Ghana cracked down on illegal small-scale gold mining in 2017, after the national water company warned that the chemicals discharged by what is locally known as galamsey could force the country to import all its drinking water within the next two decades.
That year the government set up a military task force to dismantle illegal mining sites and imposed a 20-month ban on all small-scale mining to give nature a breather. Satellite imagery and digital technologies are being used to better monitor mining activity.
Yet Global Forest Watch data released last month shows the rate of deforestation in Ghana increased by 60 percent in 2018, faster than in any other part of the world. The country lost 1.13 percent its primary forest last year, in part due to gold mined illegally and often siphoned away by Chinese buyers.
Daniel Kwamena Ewur, an officer for conservation group A Rocha, said the ban pushed more small-scale miners to work within the protected Atewa forest, operating at night when security officials are off duty.

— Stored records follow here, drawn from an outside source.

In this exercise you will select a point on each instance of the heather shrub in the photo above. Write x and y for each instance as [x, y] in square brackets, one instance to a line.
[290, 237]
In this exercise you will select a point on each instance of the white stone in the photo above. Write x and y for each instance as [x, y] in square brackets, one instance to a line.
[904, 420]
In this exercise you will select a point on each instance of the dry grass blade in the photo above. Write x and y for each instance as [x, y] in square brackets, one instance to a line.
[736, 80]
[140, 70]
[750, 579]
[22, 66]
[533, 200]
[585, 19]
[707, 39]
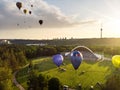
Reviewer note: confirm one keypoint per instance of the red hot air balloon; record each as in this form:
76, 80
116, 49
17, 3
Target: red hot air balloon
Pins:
58, 59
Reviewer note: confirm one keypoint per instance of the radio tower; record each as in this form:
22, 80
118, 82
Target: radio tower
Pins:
101, 29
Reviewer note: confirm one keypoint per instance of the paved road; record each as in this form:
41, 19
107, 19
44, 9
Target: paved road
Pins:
15, 81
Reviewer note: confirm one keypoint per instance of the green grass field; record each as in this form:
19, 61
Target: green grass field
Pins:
89, 72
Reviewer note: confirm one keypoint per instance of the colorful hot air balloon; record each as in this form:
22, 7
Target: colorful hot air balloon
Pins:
76, 59
58, 59
31, 5
116, 61
30, 12
19, 5
25, 11
40, 22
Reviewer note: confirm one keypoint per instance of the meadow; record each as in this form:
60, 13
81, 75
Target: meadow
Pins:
90, 73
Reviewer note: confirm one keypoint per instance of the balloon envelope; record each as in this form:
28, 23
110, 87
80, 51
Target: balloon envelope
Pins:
76, 59
30, 12
116, 61
25, 11
40, 22
58, 59
19, 5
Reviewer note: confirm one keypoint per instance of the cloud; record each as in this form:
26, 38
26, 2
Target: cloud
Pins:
10, 16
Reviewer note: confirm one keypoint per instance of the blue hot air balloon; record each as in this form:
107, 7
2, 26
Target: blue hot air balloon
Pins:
76, 59
58, 59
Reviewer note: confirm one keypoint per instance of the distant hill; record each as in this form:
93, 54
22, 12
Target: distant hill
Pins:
86, 42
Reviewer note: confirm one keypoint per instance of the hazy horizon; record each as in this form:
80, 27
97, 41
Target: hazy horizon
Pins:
68, 18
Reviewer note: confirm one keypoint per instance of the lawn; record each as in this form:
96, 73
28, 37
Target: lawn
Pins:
89, 72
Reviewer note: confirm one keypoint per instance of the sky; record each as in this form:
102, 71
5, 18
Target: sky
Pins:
61, 18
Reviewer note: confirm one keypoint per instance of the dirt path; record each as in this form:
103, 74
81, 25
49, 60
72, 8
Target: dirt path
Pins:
15, 81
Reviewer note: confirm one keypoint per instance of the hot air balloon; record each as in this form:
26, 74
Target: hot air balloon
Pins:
76, 59
40, 22
116, 61
31, 5
19, 5
58, 59
30, 12
25, 11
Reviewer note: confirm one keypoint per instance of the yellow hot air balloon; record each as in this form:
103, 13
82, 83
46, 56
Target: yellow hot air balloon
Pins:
116, 61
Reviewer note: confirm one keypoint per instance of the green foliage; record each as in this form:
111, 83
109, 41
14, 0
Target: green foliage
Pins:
54, 84
5, 79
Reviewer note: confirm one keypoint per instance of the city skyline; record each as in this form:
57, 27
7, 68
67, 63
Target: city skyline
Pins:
68, 18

Local authorities and NGOs have started training illegal miners to learn alternative livelihood skills such as soup-making and farming bees. But critics doubt these activities are economically viable.
“It’s kind of scratching the surface of the core issues of livelihood driving people,” said Nafi Chinery, Ghana country manager for the New York-based Natural Resource Governance Institute.
Chinery believes the anti-galamsey campaign has been more about politics than impact. “We don’t have enough data about who is actually involved in galamsey,” she added.
Around 1.1 million Ghanaians were estimated to work in small-scale mining before the ban, which was lifted in December, accounting for around 30 percent of the country’s annual mineral production.
EPA’s head of mining Michael Ali says the government is now going to great lengths to “sanitize” the gold industry by formalizing galamsey sites, being stricter with paperwork and cracking down on the use of mercury.
“The mission is to reduce it to the barest minimum,” said Ali. “We cannot eliminate it completely, unless the citizens themselves police it.”
The EPA has reclaimed ten acres of illegally mined land around the Atewa forest, near the southeastern town of Kyebi. Trees were planted to encourage residents to take initiative and help meet an ambitious reclamation target of more than 7,000 square kilometers of land by 2022.
In the nearby town of Sagymase, 65-year old cocoa farmer Janet Achampong does not know what to do about the gaping pit left on land she leased to illegal miners five years ago. She cannot afford to fill the hole herself and reconvert it to farmland.
The government has acknowledged money is short and says it is seeking support from the international community. In Sagymase, Norwegian donors are funding the reclamation of six acres of galamsey land over the next four years.
A Rocha’s Ewur is facilitating the project, but is wary of planting trees and food crops in soil that has been mixed with chemicals.
“There is some quantity of mercury in the belly of this land,” said Ewur. “I would not eat the mangoes that grow here.”